ABP reported Feb. 11 a bit of good news in the ongoing struggle to maintain healthy boundaries between church and state: a special panel has recommended to President Obama that churches wanting to receive federal funding for social ministries should set up a separate non-profit corporation to handle those funds.

That makes perfect sense, both from a stewardship perspective and from a first amendment perspective. On the stewardship end, it’s both smart and accountable to keep money from different sources completely separate — and not just in different line items of the same budget.

From the first amendment angle, it’s axiomatic that tax-payer funding has no place in church coffers. Mixing money doesn’t necessarily imply wrongdoing, but it’s a bad approach in principle. It opens a big can of ugly worms that range from influence peddling to political payoffs and (no doubt) lots of things I haven’t thought of.

Critics who complain that creating a separate 501(c)3 corporation creates an unnecessary stumbling block and makes it harder for churches to get money are reaching for excuses. Getting recognition as a 501(c)3 is neither difficult nor expensive. And, having separate organizational governance simply makes it easier to keep things on the up and up: it’s the responsible thing to do.

Given what seems to be a clearly superior rationale for the creation of separate non-profit organizations, it’s surprising that the panel was divided on the issue, voting by a narrow 13-12 margin to endorse the recommendation.
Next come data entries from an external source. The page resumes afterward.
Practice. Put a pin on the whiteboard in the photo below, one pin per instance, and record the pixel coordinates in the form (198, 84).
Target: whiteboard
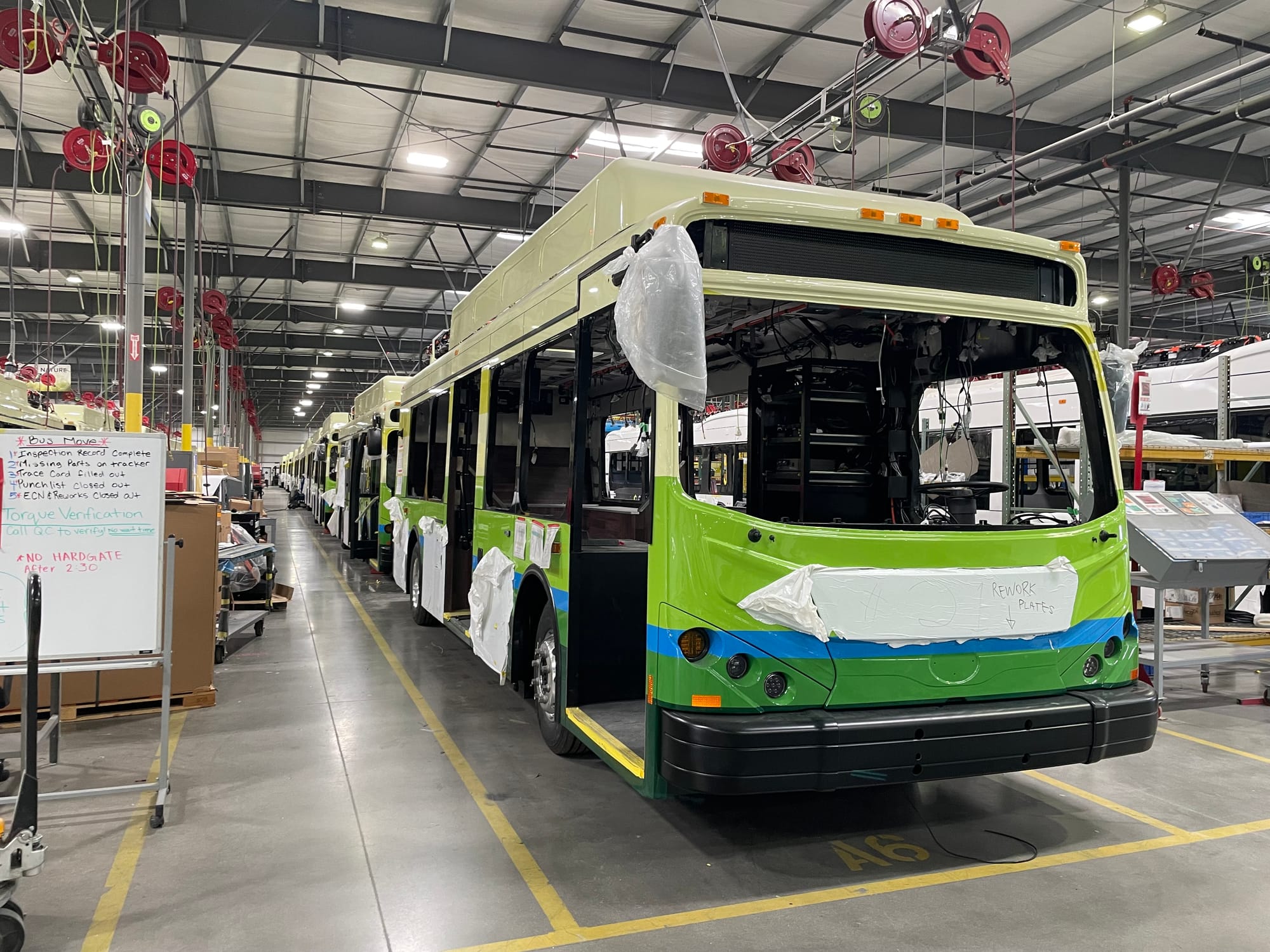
(87, 512)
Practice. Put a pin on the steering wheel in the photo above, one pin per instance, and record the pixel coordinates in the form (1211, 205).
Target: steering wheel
(976, 488)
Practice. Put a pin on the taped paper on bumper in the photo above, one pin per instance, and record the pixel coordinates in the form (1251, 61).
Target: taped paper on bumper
(491, 601)
(401, 541)
(920, 606)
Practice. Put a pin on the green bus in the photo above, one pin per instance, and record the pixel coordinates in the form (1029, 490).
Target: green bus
(369, 444)
(848, 621)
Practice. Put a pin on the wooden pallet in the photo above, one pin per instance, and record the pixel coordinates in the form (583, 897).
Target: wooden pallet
(204, 697)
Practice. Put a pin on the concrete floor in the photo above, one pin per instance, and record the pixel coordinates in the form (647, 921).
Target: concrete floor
(314, 809)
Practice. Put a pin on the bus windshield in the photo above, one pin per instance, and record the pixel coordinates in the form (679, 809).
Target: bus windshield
(824, 414)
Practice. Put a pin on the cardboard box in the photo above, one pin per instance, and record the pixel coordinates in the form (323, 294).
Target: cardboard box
(1183, 605)
(196, 602)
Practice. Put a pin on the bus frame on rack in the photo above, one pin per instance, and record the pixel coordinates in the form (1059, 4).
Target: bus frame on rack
(369, 442)
(636, 647)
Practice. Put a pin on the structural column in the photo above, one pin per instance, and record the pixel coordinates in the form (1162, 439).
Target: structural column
(135, 296)
(1126, 307)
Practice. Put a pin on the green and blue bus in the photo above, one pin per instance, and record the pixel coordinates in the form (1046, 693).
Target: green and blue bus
(888, 634)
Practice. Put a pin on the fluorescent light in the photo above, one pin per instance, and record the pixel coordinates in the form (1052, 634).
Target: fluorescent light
(1244, 220)
(646, 145)
(427, 161)
(1147, 18)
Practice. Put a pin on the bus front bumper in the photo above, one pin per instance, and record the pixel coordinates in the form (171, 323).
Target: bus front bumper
(803, 751)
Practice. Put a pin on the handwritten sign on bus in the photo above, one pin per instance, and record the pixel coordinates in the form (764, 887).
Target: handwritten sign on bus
(86, 511)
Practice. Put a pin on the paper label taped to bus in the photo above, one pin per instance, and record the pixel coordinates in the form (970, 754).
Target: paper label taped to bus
(920, 606)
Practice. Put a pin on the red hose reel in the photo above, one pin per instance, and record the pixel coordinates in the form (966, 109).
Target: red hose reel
(30, 43)
(137, 60)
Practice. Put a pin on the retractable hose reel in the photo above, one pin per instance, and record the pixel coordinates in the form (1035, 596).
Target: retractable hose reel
(895, 30)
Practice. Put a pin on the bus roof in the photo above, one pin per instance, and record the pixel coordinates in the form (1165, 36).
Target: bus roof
(539, 282)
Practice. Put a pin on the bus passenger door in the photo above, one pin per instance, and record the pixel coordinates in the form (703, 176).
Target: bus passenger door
(462, 499)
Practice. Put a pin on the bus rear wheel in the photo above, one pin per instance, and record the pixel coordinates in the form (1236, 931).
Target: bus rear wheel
(421, 615)
(548, 689)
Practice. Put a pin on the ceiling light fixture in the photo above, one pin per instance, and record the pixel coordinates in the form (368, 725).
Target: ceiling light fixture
(427, 161)
(1147, 18)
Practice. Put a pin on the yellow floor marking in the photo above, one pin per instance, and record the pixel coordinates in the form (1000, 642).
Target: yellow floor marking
(1219, 747)
(553, 907)
(608, 743)
(736, 911)
(119, 882)
(1109, 804)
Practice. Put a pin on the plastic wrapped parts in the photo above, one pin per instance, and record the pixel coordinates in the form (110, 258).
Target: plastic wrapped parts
(661, 318)
(1118, 371)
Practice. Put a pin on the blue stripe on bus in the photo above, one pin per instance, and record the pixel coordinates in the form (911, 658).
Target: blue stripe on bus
(794, 645)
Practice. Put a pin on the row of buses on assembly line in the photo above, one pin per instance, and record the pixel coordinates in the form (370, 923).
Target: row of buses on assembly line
(638, 546)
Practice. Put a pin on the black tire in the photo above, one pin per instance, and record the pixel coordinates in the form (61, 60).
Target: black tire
(421, 615)
(13, 930)
(548, 689)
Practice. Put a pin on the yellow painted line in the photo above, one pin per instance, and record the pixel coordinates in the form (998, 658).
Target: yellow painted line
(608, 743)
(1215, 746)
(119, 882)
(548, 899)
(802, 901)
(1109, 804)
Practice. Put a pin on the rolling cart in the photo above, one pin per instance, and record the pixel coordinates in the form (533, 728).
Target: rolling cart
(233, 623)
(22, 854)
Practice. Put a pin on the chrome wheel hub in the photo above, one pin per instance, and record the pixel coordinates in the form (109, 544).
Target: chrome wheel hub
(545, 677)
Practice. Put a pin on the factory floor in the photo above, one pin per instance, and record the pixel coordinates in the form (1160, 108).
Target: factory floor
(364, 785)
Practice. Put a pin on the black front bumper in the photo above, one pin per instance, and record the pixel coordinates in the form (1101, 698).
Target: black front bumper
(801, 751)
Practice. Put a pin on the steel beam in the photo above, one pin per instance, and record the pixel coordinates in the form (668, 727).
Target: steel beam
(511, 59)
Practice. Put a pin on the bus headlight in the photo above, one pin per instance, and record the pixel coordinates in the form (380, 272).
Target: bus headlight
(694, 644)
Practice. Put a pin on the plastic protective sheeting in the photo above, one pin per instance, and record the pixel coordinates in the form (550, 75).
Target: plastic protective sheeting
(401, 543)
(434, 539)
(491, 600)
(920, 606)
(1118, 365)
(661, 317)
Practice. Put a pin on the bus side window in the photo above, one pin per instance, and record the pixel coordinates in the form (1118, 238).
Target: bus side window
(439, 426)
(504, 444)
(547, 474)
(417, 459)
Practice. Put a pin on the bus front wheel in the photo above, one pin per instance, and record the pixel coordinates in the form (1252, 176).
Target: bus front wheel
(548, 687)
(421, 615)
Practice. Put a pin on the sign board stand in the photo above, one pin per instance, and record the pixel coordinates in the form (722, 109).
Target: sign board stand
(90, 508)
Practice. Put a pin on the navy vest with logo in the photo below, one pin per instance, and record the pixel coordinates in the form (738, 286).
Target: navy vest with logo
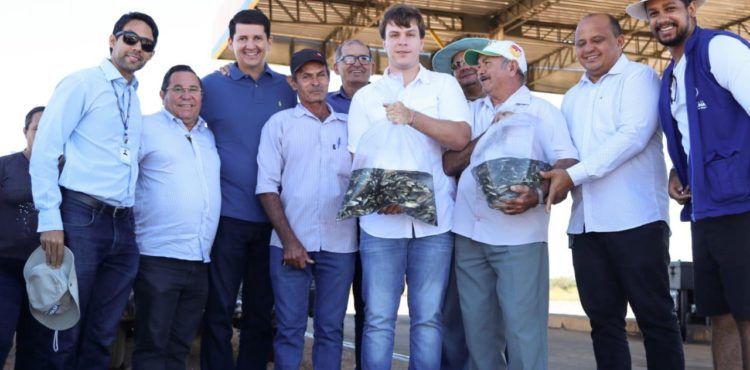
(718, 170)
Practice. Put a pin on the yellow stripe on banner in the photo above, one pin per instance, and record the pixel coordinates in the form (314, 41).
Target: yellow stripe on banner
(436, 38)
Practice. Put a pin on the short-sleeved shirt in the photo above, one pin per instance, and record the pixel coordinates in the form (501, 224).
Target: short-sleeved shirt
(473, 218)
(436, 95)
(18, 217)
(236, 107)
(305, 161)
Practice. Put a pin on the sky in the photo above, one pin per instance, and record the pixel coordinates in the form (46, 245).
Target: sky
(48, 39)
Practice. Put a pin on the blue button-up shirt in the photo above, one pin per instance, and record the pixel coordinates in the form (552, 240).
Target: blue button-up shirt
(236, 107)
(85, 120)
(178, 196)
(339, 100)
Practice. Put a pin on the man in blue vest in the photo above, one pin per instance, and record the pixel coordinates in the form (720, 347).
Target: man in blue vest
(703, 106)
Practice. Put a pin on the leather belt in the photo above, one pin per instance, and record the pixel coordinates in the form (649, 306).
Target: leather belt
(96, 204)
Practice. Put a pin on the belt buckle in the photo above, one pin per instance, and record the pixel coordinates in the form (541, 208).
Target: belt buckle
(118, 211)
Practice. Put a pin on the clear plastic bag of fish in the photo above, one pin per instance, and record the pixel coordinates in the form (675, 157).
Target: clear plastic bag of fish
(390, 167)
(503, 157)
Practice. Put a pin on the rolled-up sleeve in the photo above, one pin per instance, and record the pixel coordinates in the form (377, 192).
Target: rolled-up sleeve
(61, 116)
(636, 124)
(270, 160)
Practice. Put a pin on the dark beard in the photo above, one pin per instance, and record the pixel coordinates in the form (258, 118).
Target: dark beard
(679, 38)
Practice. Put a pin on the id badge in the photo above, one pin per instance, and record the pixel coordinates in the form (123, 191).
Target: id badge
(125, 154)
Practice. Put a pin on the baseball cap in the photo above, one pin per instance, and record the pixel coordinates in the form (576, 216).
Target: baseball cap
(498, 48)
(53, 292)
(638, 10)
(441, 62)
(306, 55)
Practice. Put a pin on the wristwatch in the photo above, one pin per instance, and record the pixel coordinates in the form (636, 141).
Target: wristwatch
(540, 193)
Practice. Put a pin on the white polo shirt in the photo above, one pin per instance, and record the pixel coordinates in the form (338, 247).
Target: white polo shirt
(436, 95)
(621, 180)
(473, 218)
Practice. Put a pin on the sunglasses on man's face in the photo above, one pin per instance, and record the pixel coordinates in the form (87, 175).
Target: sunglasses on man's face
(131, 38)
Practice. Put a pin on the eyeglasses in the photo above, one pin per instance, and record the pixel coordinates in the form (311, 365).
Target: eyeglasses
(350, 59)
(457, 65)
(131, 38)
(179, 90)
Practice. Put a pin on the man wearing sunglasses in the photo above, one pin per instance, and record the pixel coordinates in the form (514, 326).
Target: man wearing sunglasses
(236, 106)
(450, 60)
(619, 236)
(353, 62)
(94, 120)
(704, 107)
(176, 214)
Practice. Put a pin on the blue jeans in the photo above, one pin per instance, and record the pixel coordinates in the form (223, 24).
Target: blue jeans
(424, 262)
(333, 274)
(239, 254)
(170, 295)
(106, 261)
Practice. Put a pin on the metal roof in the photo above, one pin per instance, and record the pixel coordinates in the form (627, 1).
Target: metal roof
(544, 28)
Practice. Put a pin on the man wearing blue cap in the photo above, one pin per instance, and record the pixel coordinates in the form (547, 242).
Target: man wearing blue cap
(303, 173)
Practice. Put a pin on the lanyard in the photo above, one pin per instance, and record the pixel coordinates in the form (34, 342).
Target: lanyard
(124, 116)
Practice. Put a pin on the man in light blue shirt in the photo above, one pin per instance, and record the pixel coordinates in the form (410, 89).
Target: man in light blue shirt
(94, 120)
(177, 205)
(303, 173)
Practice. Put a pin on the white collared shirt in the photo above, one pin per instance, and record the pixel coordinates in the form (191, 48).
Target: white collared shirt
(178, 196)
(473, 218)
(621, 180)
(305, 161)
(436, 95)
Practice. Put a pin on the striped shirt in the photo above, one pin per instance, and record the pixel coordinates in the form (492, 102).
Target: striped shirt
(306, 162)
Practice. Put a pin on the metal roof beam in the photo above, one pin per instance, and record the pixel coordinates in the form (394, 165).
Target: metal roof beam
(516, 14)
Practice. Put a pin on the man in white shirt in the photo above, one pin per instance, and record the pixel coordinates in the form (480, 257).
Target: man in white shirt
(450, 60)
(502, 267)
(394, 245)
(707, 137)
(618, 228)
(177, 204)
(303, 172)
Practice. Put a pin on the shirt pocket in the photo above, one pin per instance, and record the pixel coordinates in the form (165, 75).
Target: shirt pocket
(427, 106)
(725, 176)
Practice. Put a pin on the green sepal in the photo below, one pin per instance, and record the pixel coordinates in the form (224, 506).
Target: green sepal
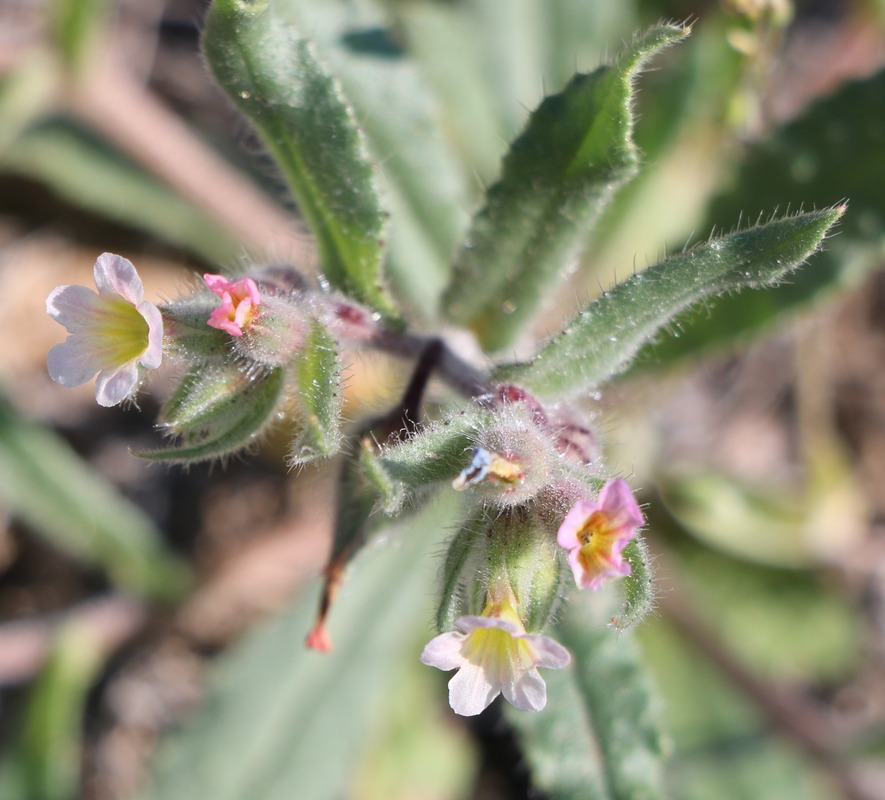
(602, 339)
(523, 553)
(558, 176)
(319, 390)
(437, 452)
(216, 411)
(598, 736)
(638, 586)
(273, 76)
(460, 571)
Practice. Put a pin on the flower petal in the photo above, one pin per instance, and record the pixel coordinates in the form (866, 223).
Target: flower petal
(116, 275)
(471, 623)
(72, 362)
(471, 691)
(548, 652)
(617, 501)
(153, 356)
(527, 692)
(567, 536)
(115, 385)
(444, 652)
(74, 307)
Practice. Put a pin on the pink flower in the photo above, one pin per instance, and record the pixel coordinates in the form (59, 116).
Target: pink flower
(114, 333)
(239, 302)
(495, 655)
(595, 535)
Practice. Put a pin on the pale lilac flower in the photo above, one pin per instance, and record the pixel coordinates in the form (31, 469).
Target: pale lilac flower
(115, 333)
(495, 655)
(595, 535)
(239, 302)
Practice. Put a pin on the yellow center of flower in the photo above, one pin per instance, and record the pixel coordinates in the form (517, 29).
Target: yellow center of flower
(597, 538)
(497, 651)
(120, 332)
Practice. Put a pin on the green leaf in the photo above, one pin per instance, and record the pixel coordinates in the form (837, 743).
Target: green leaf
(47, 486)
(816, 157)
(77, 25)
(598, 737)
(84, 170)
(319, 390)
(421, 180)
(307, 714)
(45, 762)
(602, 339)
(273, 76)
(216, 411)
(556, 179)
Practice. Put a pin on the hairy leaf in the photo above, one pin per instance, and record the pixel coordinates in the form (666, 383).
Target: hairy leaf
(598, 738)
(602, 339)
(421, 181)
(558, 176)
(816, 157)
(307, 714)
(273, 76)
(319, 390)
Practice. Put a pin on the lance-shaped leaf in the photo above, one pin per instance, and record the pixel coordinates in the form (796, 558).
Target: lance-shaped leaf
(45, 484)
(419, 176)
(602, 339)
(834, 149)
(576, 151)
(319, 389)
(597, 738)
(308, 716)
(273, 76)
(217, 411)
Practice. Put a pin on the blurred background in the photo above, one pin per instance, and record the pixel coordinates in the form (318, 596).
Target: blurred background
(754, 430)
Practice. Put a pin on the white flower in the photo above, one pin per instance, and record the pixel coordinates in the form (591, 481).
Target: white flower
(114, 333)
(495, 655)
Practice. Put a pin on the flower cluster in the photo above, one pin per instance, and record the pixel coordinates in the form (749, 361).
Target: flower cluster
(532, 473)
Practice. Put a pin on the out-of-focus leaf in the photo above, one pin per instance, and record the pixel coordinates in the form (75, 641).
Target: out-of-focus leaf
(76, 26)
(218, 410)
(273, 76)
(598, 737)
(319, 390)
(45, 763)
(602, 339)
(414, 751)
(307, 714)
(86, 171)
(721, 746)
(835, 149)
(45, 484)
(421, 180)
(558, 176)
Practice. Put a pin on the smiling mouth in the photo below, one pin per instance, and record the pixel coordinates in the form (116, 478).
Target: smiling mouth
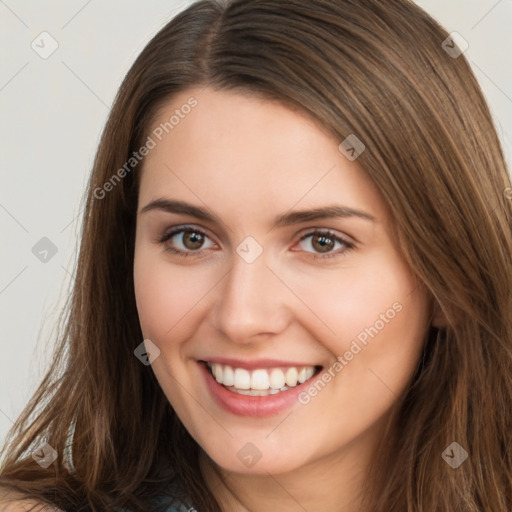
(262, 381)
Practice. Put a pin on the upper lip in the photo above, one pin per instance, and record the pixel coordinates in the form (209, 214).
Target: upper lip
(254, 364)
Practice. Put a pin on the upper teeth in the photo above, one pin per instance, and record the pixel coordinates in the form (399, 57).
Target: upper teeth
(261, 379)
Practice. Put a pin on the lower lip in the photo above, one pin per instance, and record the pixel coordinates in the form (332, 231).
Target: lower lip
(254, 406)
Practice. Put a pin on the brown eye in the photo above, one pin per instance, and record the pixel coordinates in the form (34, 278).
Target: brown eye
(185, 241)
(323, 243)
(193, 240)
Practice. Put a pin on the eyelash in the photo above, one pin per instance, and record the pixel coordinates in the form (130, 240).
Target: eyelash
(188, 229)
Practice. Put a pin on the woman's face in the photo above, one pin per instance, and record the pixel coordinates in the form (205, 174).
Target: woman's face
(250, 281)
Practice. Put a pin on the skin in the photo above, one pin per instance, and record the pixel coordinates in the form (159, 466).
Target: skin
(248, 160)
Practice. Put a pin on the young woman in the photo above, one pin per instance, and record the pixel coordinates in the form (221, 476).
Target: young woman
(294, 283)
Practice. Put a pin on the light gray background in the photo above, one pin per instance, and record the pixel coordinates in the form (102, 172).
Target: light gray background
(53, 111)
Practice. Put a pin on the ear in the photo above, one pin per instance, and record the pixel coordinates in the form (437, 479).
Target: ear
(439, 319)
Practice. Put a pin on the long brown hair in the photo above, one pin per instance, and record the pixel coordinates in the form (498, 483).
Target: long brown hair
(375, 69)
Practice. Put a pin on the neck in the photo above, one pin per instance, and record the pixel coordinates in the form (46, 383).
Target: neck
(332, 482)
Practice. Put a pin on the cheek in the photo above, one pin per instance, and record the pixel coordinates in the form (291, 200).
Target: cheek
(168, 297)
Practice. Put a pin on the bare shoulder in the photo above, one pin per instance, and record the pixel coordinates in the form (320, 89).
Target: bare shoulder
(12, 502)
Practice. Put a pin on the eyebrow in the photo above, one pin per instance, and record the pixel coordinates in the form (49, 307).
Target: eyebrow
(285, 219)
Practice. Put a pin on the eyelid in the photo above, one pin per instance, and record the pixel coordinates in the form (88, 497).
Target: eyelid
(343, 239)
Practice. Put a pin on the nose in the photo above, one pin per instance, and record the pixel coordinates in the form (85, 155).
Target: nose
(252, 302)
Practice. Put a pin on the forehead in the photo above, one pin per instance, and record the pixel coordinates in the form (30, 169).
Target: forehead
(251, 153)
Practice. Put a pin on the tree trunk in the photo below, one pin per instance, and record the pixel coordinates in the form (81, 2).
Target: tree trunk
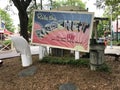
(23, 17)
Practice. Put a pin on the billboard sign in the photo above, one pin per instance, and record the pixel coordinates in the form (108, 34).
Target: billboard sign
(62, 29)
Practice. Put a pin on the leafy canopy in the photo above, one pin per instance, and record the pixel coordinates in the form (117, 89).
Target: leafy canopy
(8, 21)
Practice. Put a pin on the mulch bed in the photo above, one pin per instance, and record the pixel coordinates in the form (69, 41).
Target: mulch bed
(51, 76)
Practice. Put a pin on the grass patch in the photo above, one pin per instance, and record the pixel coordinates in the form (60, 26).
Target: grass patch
(65, 60)
(83, 62)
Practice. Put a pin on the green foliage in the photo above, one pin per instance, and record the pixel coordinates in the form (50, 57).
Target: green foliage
(115, 4)
(8, 21)
(58, 3)
(102, 27)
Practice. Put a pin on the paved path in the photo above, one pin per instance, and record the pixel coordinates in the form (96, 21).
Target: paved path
(35, 50)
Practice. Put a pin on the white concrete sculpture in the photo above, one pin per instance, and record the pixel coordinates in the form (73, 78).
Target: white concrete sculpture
(22, 47)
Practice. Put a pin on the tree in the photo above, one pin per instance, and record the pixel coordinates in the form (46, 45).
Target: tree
(8, 21)
(108, 5)
(57, 3)
(22, 6)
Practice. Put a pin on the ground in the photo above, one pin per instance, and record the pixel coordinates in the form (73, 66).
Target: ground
(51, 76)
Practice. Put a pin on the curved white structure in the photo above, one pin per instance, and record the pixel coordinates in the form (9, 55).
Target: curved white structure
(22, 46)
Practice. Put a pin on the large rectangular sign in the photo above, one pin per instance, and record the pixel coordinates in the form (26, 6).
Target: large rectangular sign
(61, 29)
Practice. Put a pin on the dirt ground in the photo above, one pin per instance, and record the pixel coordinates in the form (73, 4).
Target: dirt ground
(51, 76)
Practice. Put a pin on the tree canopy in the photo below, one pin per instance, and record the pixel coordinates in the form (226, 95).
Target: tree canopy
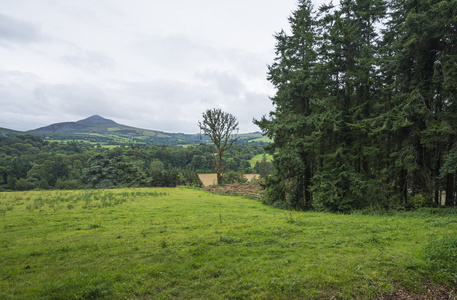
(221, 128)
(365, 107)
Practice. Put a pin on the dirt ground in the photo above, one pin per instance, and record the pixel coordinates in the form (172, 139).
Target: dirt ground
(253, 190)
(211, 179)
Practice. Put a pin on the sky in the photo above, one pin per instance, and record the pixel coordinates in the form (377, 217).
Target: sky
(151, 64)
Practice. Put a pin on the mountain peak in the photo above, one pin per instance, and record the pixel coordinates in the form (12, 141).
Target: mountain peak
(95, 120)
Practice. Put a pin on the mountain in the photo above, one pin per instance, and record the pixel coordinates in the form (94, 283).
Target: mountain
(100, 130)
(4, 132)
(97, 129)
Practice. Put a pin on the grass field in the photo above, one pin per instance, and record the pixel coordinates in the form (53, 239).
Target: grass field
(188, 244)
(258, 158)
The full article is worth reading.

On the whole, I think non-profit ministries are most successful when they’re fully led and fully funded by the same people who have the vision for a ministry, whether they’re leading it or supporting it. Getting government assistance for social ministries is not the ideal. To be acceptable at all, public funding should be handled transparently — and by someone other than church officials.